Message #2296

From: Don Hatch <>
Subject: Re: [MC4D] Re: Hyperbolic Honeycomb {7,3,3}
Date: Mon, 02 Jul 2012 03:13:22 -0400

Hi Nan,

Heh, I try not to make judgements…
I think {3,3,7} is as legit as {7,3,3}
(in fact I’d go so far as to say they are the same object,
with different names given to the components).
But pragmatically, {7,3,3} seems easier to get a grip on,
in a viewer program such as yours which focuses naturally
on the vertices and edges.

Perhaps the best way to get a feeling for {3,3,7}
would be to view it together with the {7,3,3}?
Maybe one color for the {7,3,3} edges,
another color for the {3,3,7} edges,
and a third color for the edges formed where
the faces of one intersect the faces of the other.
And then perhaps, optionally,
the full outlines of the characteristic tetrahedra?
There are 6 types of edges in all (6 edges of a characteristic tet);
I wonder if there’s a natural coloring scheme
using the 6 primary and secondary colors.

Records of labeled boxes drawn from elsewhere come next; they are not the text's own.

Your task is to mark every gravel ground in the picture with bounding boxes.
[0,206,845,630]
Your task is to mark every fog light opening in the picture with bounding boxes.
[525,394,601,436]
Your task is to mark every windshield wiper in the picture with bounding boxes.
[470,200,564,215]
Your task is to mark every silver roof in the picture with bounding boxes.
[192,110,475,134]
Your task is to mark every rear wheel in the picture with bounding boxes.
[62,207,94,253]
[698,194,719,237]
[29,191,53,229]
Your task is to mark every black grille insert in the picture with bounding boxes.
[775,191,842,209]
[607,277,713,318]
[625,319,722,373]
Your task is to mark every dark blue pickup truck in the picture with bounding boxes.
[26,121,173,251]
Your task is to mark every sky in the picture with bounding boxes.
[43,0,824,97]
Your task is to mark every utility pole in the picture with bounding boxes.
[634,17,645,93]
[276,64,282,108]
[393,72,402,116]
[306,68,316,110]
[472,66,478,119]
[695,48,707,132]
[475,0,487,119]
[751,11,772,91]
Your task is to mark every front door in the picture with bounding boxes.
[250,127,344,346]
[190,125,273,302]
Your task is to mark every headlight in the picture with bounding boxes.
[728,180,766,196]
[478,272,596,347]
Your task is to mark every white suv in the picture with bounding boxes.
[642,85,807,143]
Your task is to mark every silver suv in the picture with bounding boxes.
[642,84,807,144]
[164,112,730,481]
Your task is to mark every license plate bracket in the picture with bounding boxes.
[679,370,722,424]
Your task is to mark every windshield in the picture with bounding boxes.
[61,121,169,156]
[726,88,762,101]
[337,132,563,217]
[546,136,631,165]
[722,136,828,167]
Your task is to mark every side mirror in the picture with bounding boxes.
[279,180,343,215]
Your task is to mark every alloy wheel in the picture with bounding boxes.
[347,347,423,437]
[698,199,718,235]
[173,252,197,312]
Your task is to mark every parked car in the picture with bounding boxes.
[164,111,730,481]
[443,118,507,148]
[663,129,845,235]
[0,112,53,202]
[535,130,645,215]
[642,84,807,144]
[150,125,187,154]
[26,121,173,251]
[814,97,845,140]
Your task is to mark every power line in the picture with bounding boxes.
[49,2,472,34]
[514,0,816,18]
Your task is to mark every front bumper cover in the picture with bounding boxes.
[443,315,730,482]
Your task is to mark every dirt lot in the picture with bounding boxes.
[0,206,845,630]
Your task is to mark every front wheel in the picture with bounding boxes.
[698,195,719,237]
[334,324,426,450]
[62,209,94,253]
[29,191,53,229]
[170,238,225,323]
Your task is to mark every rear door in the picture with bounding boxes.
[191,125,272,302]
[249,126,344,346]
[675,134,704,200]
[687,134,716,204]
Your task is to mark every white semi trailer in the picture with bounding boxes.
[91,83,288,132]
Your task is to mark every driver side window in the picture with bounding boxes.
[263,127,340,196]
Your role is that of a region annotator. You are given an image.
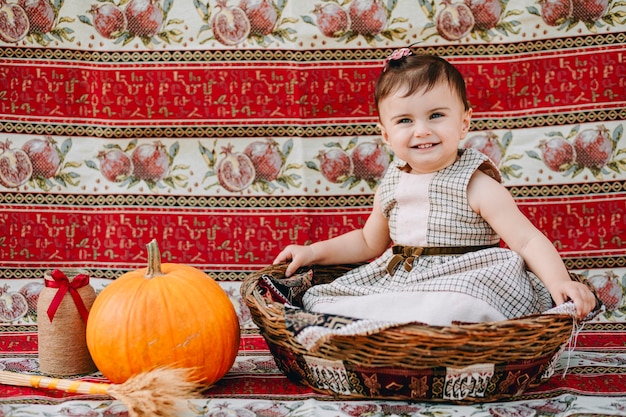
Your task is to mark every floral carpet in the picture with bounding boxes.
[0,0,626,417]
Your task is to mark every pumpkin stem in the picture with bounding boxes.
[144,239,165,279]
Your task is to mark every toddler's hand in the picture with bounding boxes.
[273,245,314,277]
[553,281,596,319]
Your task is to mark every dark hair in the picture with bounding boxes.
[374,54,470,114]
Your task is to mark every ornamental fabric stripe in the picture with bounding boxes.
[0,0,626,316]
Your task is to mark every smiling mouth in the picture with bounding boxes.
[413,143,437,149]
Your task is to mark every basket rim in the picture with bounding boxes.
[241,264,575,348]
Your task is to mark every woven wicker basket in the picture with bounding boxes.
[241,265,588,404]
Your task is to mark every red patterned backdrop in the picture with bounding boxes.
[0,0,626,412]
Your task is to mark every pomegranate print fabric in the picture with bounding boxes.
[0,0,626,415]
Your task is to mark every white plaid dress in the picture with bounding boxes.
[303,149,552,321]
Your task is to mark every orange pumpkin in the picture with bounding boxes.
[87,240,240,385]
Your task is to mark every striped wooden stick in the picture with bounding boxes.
[0,368,203,417]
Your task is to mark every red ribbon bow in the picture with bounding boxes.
[44,269,89,324]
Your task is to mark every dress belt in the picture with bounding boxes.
[387,243,500,275]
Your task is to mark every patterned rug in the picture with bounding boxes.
[0,0,626,417]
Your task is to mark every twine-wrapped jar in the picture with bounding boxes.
[37,268,97,376]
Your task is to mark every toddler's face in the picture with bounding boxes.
[372,83,472,173]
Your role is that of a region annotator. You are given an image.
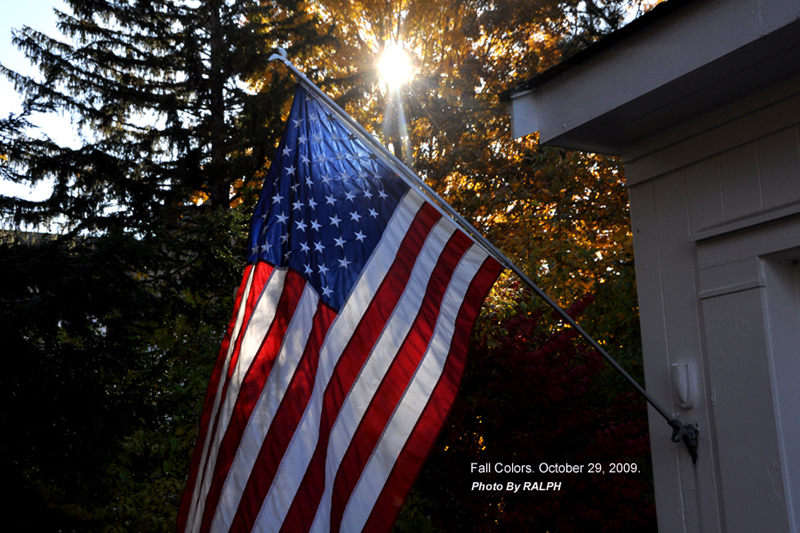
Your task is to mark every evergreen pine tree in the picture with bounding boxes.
[0,0,328,531]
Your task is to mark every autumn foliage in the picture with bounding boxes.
[397,289,656,533]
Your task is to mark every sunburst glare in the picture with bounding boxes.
[378,45,411,88]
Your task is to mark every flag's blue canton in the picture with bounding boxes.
[247,87,408,310]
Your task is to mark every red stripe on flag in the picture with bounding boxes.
[178,265,260,531]
[281,204,441,532]
[230,204,441,531]
[330,231,472,532]
[363,258,502,531]
[187,263,275,527]
[230,302,336,532]
[200,270,306,533]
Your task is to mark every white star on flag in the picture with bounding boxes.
[178,87,501,533]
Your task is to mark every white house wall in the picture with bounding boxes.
[623,71,800,532]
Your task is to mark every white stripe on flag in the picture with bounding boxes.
[311,214,456,531]
[341,245,487,531]
[254,191,432,532]
[187,265,256,531]
[211,284,319,531]
[191,268,286,533]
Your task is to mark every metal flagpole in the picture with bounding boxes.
[269,48,699,462]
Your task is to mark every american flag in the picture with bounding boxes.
[178,86,502,532]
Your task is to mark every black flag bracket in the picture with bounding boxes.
[269,48,700,463]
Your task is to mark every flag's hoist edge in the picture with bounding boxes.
[178,87,501,532]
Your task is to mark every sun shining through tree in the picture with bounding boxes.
[378,45,412,90]
[378,44,413,168]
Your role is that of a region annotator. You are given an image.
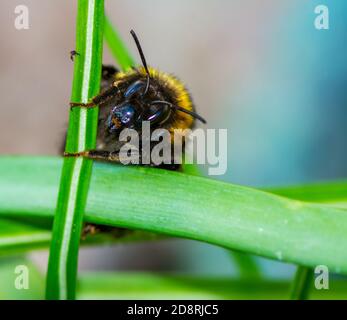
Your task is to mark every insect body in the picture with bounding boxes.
[65,31,205,168]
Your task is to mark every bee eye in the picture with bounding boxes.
[106,104,136,132]
[124,80,145,99]
[146,104,170,123]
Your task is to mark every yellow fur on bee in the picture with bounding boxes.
[114,67,194,134]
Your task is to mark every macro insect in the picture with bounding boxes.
[64,30,206,169]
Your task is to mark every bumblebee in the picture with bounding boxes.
[65,30,206,169]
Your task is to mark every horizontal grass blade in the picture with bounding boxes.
[0,157,347,273]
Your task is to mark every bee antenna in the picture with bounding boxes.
[130,30,150,77]
[151,100,206,123]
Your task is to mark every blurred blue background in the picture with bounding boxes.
[0,0,347,277]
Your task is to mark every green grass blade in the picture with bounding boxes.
[104,16,136,71]
[0,157,347,273]
[46,0,104,299]
[290,266,313,300]
[0,219,51,256]
[0,217,164,257]
[228,251,261,279]
[266,180,347,205]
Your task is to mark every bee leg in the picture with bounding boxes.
[64,150,120,163]
[70,86,119,108]
[101,64,119,80]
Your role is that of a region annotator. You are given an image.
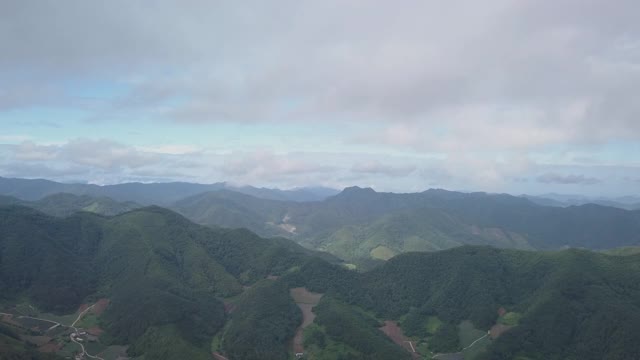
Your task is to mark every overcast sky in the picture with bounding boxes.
[0,0,640,196]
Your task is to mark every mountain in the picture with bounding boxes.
[0,206,338,359]
[522,194,640,210]
[289,246,640,360]
[0,177,337,205]
[0,193,142,217]
[171,187,640,262]
[0,204,640,360]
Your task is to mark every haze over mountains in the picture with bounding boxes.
[0,200,640,360]
[0,178,640,266]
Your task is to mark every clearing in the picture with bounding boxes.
[289,288,324,354]
[380,320,420,359]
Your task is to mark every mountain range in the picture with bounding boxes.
[0,178,640,269]
[0,204,640,360]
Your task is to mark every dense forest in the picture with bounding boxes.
[0,205,640,360]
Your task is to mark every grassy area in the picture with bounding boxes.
[304,324,360,360]
[98,345,127,360]
[76,313,98,329]
[371,246,396,260]
[458,320,487,347]
[498,312,522,326]
[462,336,491,360]
[425,316,442,335]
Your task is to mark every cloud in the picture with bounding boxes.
[536,173,602,185]
[0,0,640,151]
[351,161,416,177]
[220,151,335,181]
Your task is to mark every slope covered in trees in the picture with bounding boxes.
[173,187,640,262]
[0,206,640,360]
[0,206,332,359]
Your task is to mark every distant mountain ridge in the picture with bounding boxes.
[0,205,640,360]
[5,178,640,267]
[0,177,338,205]
[172,187,640,260]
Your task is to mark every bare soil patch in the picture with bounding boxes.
[289,288,323,306]
[489,324,513,339]
[22,335,52,346]
[87,326,104,336]
[380,320,420,359]
[76,304,90,313]
[91,298,109,316]
[38,342,62,353]
[289,288,324,353]
[224,303,237,314]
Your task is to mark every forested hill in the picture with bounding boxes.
[0,177,337,206]
[0,206,338,359]
[0,206,640,360]
[290,246,640,360]
[172,187,640,261]
[0,193,142,217]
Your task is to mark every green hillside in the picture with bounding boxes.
[0,193,141,217]
[290,247,640,359]
[173,187,640,264]
[0,206,338,359]
[0,206,640,360]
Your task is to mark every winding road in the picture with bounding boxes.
[69,304,104,360]
[0,304,104,360]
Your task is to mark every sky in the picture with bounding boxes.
[0,0,640,196]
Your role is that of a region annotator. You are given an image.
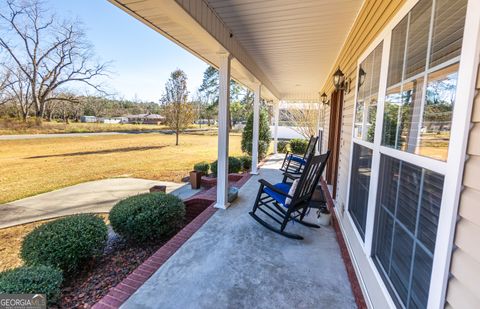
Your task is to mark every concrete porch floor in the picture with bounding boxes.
[122,156,356,309]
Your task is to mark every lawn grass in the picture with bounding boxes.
[0,133,241,204]
[0,118,214,135]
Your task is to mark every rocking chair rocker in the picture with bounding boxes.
[249,151,330,239]
[280,135,318,174]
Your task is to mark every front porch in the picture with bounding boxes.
[115,155,356,308]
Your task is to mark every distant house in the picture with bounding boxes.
[80,116,97,123]
[124,114,165,124]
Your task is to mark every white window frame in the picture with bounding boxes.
[346,0,480,309]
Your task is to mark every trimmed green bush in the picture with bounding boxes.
[238,156,252,171]
[277,141,289,153]
[0,265,63,304]
[210,157,242,176]
[109,192,185,242]
[193,161,210,174]
[20,214,108,273]
[242,110,272,159]
[290,138,308,155]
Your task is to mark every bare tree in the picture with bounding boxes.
[0,0,108,121]
[0,72,12,105]
[284,104,319,139]
[162,70,195,145]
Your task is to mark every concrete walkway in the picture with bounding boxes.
[122,157,356,309]
[0,178,199,228]
[0,128,211,141]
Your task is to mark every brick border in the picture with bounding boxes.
[320,178,367,309]
[92,173,251,309]
[92,198,217,309]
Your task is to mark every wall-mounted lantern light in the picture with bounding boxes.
[358,67,367,88]
[320,92,330,105]
[333,68,351,93]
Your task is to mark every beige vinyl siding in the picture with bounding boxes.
[447,61,480,309]
[321,0,405,308]
[321,0,405,207]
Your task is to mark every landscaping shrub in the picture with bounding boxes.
[193,162,210,174]
[238,156,252,171]
[210,157,242,176]
[277,141,289,153]
[20,214,107,273]
[109,192,185,242]
[242,110,272,159]
[290,138,308,155]
[0,265,63,304]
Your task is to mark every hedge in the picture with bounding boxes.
[109,192,185,242]
[20,214,108,273]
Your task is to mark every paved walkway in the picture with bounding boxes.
[122,157,356,309]
[0,178,199,228]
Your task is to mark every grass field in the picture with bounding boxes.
[0,133,241,204]
[0,119,214,135]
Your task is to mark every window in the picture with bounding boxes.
[347,0,468,308]
[372,155,444,308]
[348,144,372,240]
[354,42,383,143]
[382,0,467,161]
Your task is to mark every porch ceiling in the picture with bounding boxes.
[207,0,363,101]
[109,0,363,101]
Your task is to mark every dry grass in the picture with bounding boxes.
[0,133,241,204]
[0,119,182,135]
[0,214,108,272]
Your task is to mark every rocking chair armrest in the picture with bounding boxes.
[258,179,293,198]
[283,172,302,180]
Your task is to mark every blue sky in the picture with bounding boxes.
[46,0,207,102]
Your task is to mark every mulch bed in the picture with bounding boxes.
[52,198,210,308]
[53,229,172,308]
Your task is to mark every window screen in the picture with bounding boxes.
[372,155,444,308]
[382,0,467,161]
[348,143,372,240]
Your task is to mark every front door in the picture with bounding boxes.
[326,90,343,198]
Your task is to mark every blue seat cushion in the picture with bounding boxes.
[290,155,307,165]
[263,183,292,207]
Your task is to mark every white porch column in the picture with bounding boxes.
[215,53,231,209]
[250,83,262,175]
[273,101,280,154]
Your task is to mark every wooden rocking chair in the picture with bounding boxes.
[280,136,318,174]
[249,151,330,239]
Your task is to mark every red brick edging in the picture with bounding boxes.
[92,173,250,309]
[321,178,367,309]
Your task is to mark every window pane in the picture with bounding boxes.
[348,143,372,240]
[382,78,423,153]
[430,0,468,67]
[416,64,458,161]
[354,41,383,143]
[418,171,444,252]
[405,0,432,79]
[382,87,402,148]
[365,102,377,143]
[387,16,408,86]
[372,155,444,308]
[353,101,364,139]
[397,77,423,153]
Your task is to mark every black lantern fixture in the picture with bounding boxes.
[333,68,345,90]
[320,92,330,105]
[333,68,350,93]
[358,67,367,88]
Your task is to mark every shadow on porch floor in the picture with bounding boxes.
[122,157,356,309]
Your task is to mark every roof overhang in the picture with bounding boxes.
[109,0,363,102]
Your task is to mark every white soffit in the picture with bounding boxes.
[207,0,363,101]
[109,0,362,101]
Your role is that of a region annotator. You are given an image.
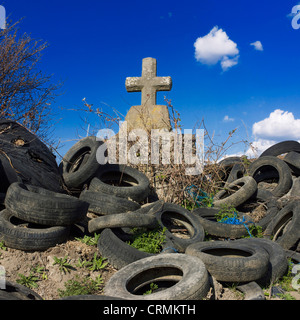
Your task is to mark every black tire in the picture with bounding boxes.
[156,203,205,252]
[5,182,88,226]
[89,164,150,202]
[213,157,242,182]
[260,140,300,158]
[0,120,62,192]
[213,176,257,207]
[283,151,300,176]
[0,280,43,301]
[236,281,266,300]
[193,208,252,239]
[185,241,269,282]
[89,212,158,233]
[0,209,70,251]
[249,156,293,197]
[79,190,141,215]
[237,238,288,287]
[97,228,177,270]
[264,201,300,250]
[104,253,210,301]
[60,137,103,189]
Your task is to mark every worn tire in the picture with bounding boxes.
[0,209,70,251]
[185,241,269,282]
[0,120,62,192]
[4,182,88,226]
[89,164,150,202]
[264,201,300,250]
[193,208,253,239]
[97,228,177,270]
[249,156,293,197]
[237,238,288,287]
[88,212,158,233]
[283,151,300,176]
[0,280,43,300]
[213,176,257,207]
[60,137,103,189]
[104,253,210,301]
[156,203,205,252]
[260,140,300,158]
[79,190,141,215]
[236,281,266,300]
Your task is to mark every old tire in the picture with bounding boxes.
[237,238,288,286]
[264,201,300,250]
[104,253,210,301]
[88,212,158,233]
[0,209,70,251]
[60,137,103,189]
[249,156,293,197]
[214,176,257,207]
[79,190,141,215]
[156,203,205,252]
[193,208,252,239]
[89,164,150,202]
[185,241,269,282]
[97,228,177,270]
[5,182,88,226]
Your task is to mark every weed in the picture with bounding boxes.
[0,241,7,251]
[215,204,237,222]
[77,252,108,271]
[75,233,100,246]
[53,256,73,273]
[16,272,39,289]
[58,275,103,298]
[127,228,167,253]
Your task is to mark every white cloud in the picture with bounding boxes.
[252,109,300,140]
[246,109,300,157]
[223,115,234,122]
[250,41,264,51]
[194,26,239,71]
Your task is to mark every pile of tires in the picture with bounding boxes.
[98,141,300,300]
[0,135,300,300]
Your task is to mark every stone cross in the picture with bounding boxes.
[125,58,172,106]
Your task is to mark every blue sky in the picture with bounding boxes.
[2,0,300,160]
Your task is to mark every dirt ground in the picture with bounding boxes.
[0,232,300,300]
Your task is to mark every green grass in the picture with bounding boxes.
[126,228,167,253]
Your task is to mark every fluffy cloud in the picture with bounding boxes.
[252,109,300,140]
[223,115,234,122]
[194,26,239,71]
[246,109,300,157]
[250,41,264,51]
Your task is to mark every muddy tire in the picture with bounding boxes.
[104,253,210,301]
[79,190,141,215]
[0,209,70,251]
[214,176,257,207]
[156,203,205,252]
[264,201,300,250]
[249,156,293,197]
[185,241,269,282]
[60,137,103,189]
[89,164,150,202]
[193,208,252,239]
[4,182,88,226]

On Sat, Jun 30, 2012 at 11:29:32PM -0000, schuma wrote:
> Hi Don,
> Nice to see you here. Here are my thoughts about {3,3,7} and the things
> similar to it.
> Just like when we constructed {7,3,3} we were not able locate the cell
> centers, when we consider {3,3,7} we have to sacrifice the vertices. Let’s
> start by considering something simpler in lower dimensions.
> For example, in 2D, we could consider a hyperbolic "triangle" for which
> the sides don’t meet even at the circle of infinity. The sides are
> ultraparallel. Since there’s no "angle", the name "triangle" is not
> appropriate any more. I’ll call it a "trilateral", because it does have
> three sides (the common triangle is also a trilateral in my notation).
> Here’s a tessellation of H2 using trilaterals, in which different colors
> indicate different trilaterals.
> I constructed it as follows:
> In R2, a hexagon can be regarded as a truncated triangle, that is, when
> you extend the first, third, and fifth side of a hexagon, you get a
> triangle. In H3, when you extend the sides of a hexagon, you don’t always
> get a triangle in the common sense: sometimes the extensions don’t meet.
> But I claim you always get a trilateral. So I started with a regular {6,4}
> tiling, and applied the extensions to get the tiling of trilaterals.
> And I believe we can do similar things in H3: extend a properly scaled
> truncated tetrahedron to construct a "tetrahedron" with no vertices.
> Fortunately the name "tetrahedron" remains valid because hedron means face
> rather than vertices. But I have never done an illustration of it yet.
> Then, maybe we can go ahead and put seven of them around an edge and make
> a {3,3,7}.
> I agree that these objects are not conventional at all. We lost something
> like the vertices. But just like the above image, they do have nice
> patterns and are something worth considering.
> So, what do you think about them? Do they sound more legit now?
> Nan
> — In, Don Hatch <hatch@…> wrote:
> > {3,3,7} less so… its vertices are not simply at infinity (as in
> {3,3,6}),
> > they are "beyond infinity"…
> > If you try to draw this one, none of the edges will meet at all (not
> even at
> > infinity)… they all diverge! You’ll see each edge
> > emerging from somewhere on the horizon (although there’s no vertex
> > there) and leaving somewhere else on the horizon…
> > so nothing meets up, which kind of makes the picture less satisfying.
> > If you run the formula for edge length or cell circumradius, you’ll get,
> not infinity,
> > but an imaginary or complex number (although the cell in-radius is
> finite, of
> > course, being equal to the half-edge-length of the dual {7,3,3}).